“Ma!” Jordy groaned, making my heart soar. He was awake.
“Baby, I’m here.”
“No, she’s going to hear this, JoJo. I know you want to protect her, but she can’t run from me forever. I don’t know what you did to him or what he did to you this time, but obviously, he’s still a damn fool for you because he’s probably ruined his career to protect you after you ran off and broke his heart all those years ago. He’s still carrying a torch for you. I don’t like it, but that’s not my business. My son is an adult, but that’s still just as much my baby as it is yours. I just hope you love my son half as much as he clearly loves you.”
“I do, Doctor Lisa. I never meant to hurt him.”
“Now, I saw your son with your mom the other day. Is that my grandbaby?”
I glanced over at JoJo who was nodding with his eyes still closed. “Yes.”
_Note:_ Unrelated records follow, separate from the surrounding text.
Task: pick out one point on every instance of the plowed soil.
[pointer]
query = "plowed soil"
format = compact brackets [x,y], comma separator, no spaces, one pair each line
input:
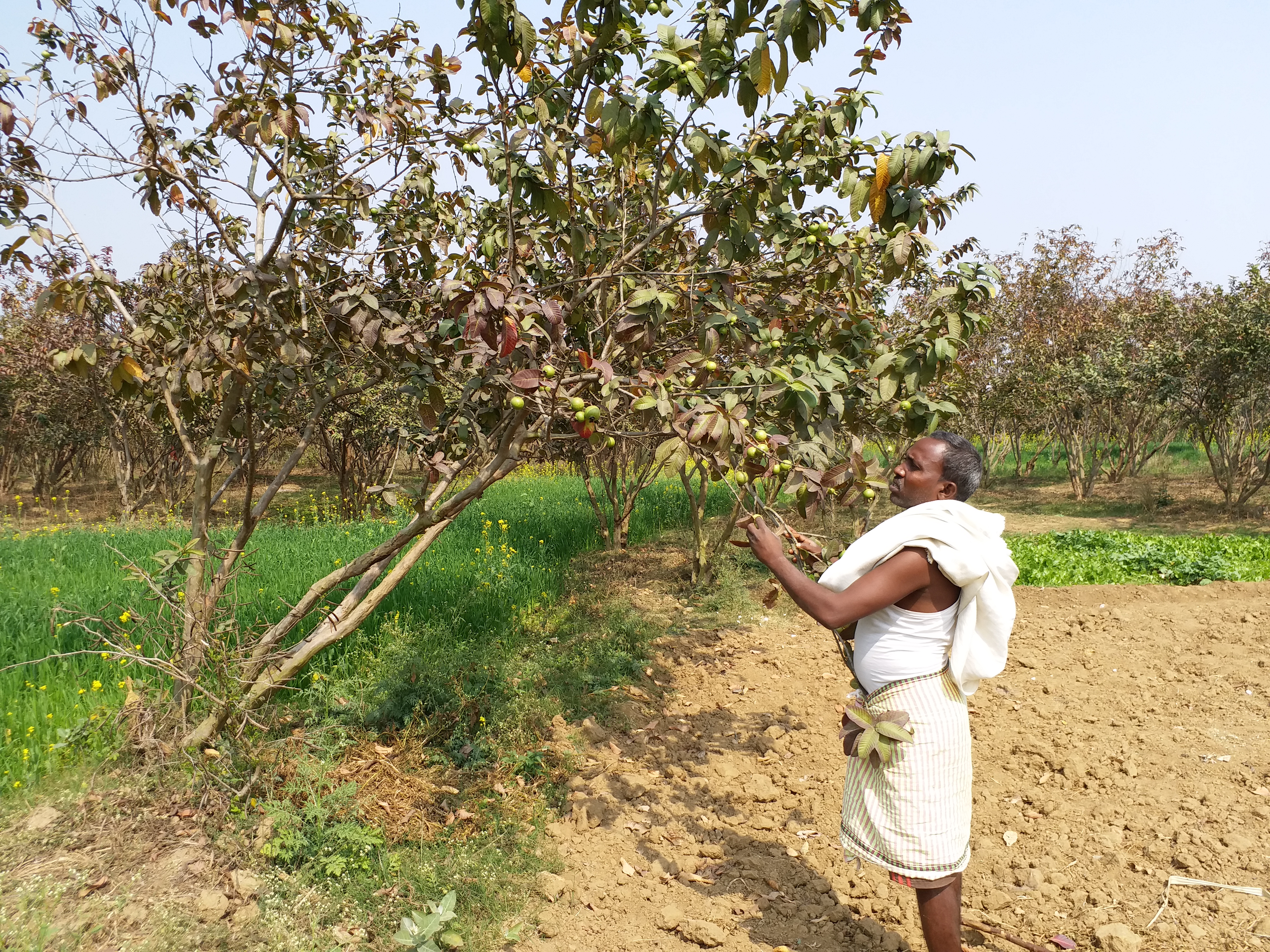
[1126,743]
“Bring me my baby. He needs to know us.”
“Yes, ma’am.”
“I’m going to give you a minute to talk to him alone before they prep him for surgery. JoJo, open your heart and stop being so damn stubborn. Obviously, you two have a lot to talk about.”
Once Jordy’s mom and sister were out of the room, I moved closer to the bed. I couldn’t resist the urge to touch his face.
“I asked you to give me space, Harper.”
The chill in his voice made a lump form in my throat. I was used to Jordy being warm and sunny. I could only blame myselffor the stark change in his disposition. It hurt, but that didn’t mean I was going to run away.
“I couldn’t leave you like this, JoJo. Did you do something? Did you like . . . What happened, baby? You should have called me. I should have been with you.”
“I didn’t try to hurt myself, if that’s what you’re asking, Harper. I told you I know how to process my feelings. I asked you to give me space so I could do that.”
“Well, I’m giving you space, but I’m not leaving. I’ll just be on the other side of the room. I’m not leaving you again, JoJo.”
I moved the chair that Jordy’s sister had been in to the other side of the room and plopped down. The curtains were pulled so that I could only see the foot of Jordy’s bed, but I was there. I couldn’t leave without knowing that he would be OK.
“I fractured my hand hitting your ex-husband. My brother Jameer is on the way to see if I need surgery. My mom thinks I do. The doctors on call here don’t agree. So, we are waiting on him to give his opinion.”
Hours Earlier. . .
I had no idea where I was going. The only thing I knew was that if I stayed, I would do or say something I couldn’t take back. The air seemed to burn my lungs as I drove aimlessly. My fists were clenched so tight around the wheel that my knuckles ached. Every mile that I put behind me seemed to open the ground more.
Leaving Harper felt wrong. Walking away after my brother’s confession felt wrong. Feeling the ground shift under my feet when I wasn’t even moving felt worse. Jase’s voice still echoed in my head no matter how much distance I put between us.
He’s mine.
Jase’s words hit me in the chest like a wrecking ball, not because I resented him for being Cameron’s father. They hurt because of the silence. Jase and I told each other everything. How long had he known? How long was he going to keep it from me? I trusted my brother more than anyone in the world. Now I didn’t know what to think.
We talked about everything from women to lunch choices. We shared everything, even the woman we loved. Now the one time when what he knew really mattered, he chose to keep it from me. The worst part was the fact that I knew he was keeping it from me because he felt like I couldn’t handle it.
There was a time when I didn’t know how to cope with my feelings. There was a time when I kept things in and played nice no matter what. That led to me feeling lost and trying to end my life when I was seventeen and my parents were going through their divorce. It had been fifteen years, but apparently, my best friend still saw me as the fragile young boy with a broken heart and big feelings that he didn’t know how to process.
Years of therapy and medication had taught me how to say what I meant and feel things without regret. I was furious that Jase thought I couldn’t handle knowing that he was Cameron’s father. When I made it to my mom’s, I parked out front and swiped my hand down over my face.
The throbbing in my left hand made me hyper aware that something was wrong. I knew my mom would be livid, but I had to see her. She already hated Harper. She blamed her for breaking my heart all those years ago. It was part of the reason I hadn’t told her that we were seeing each other again. Now that I had probably broken my hand fighting her ex-husband, I could only imagine what she would say.
I wasn’t angry at Harper. That realization surprised me. As much as I was hurt by her decision to leave without telling us that she was pregnant, part of me understood. As soon asher husband started berating her for being with both of us, the instinct to protect her reputation kicked in. Harper left because she felt like she had to.
She left because she felt betrayed. She left because the men she loved broke something in her, her trust. She stayed away because she felt like that was the only way she could survive. She chose dignity and safety for her and her son when she thought love from us wouldn’t be enough to shield them from the world. For some reason, I understood.
Therapy was a motherfucker.
I climbed out of my car, knowing two things: My hand was definitely broken, and I still loved Harper. God help me, I still loved her. Nothing that happened had changed that even a little. I just needed time.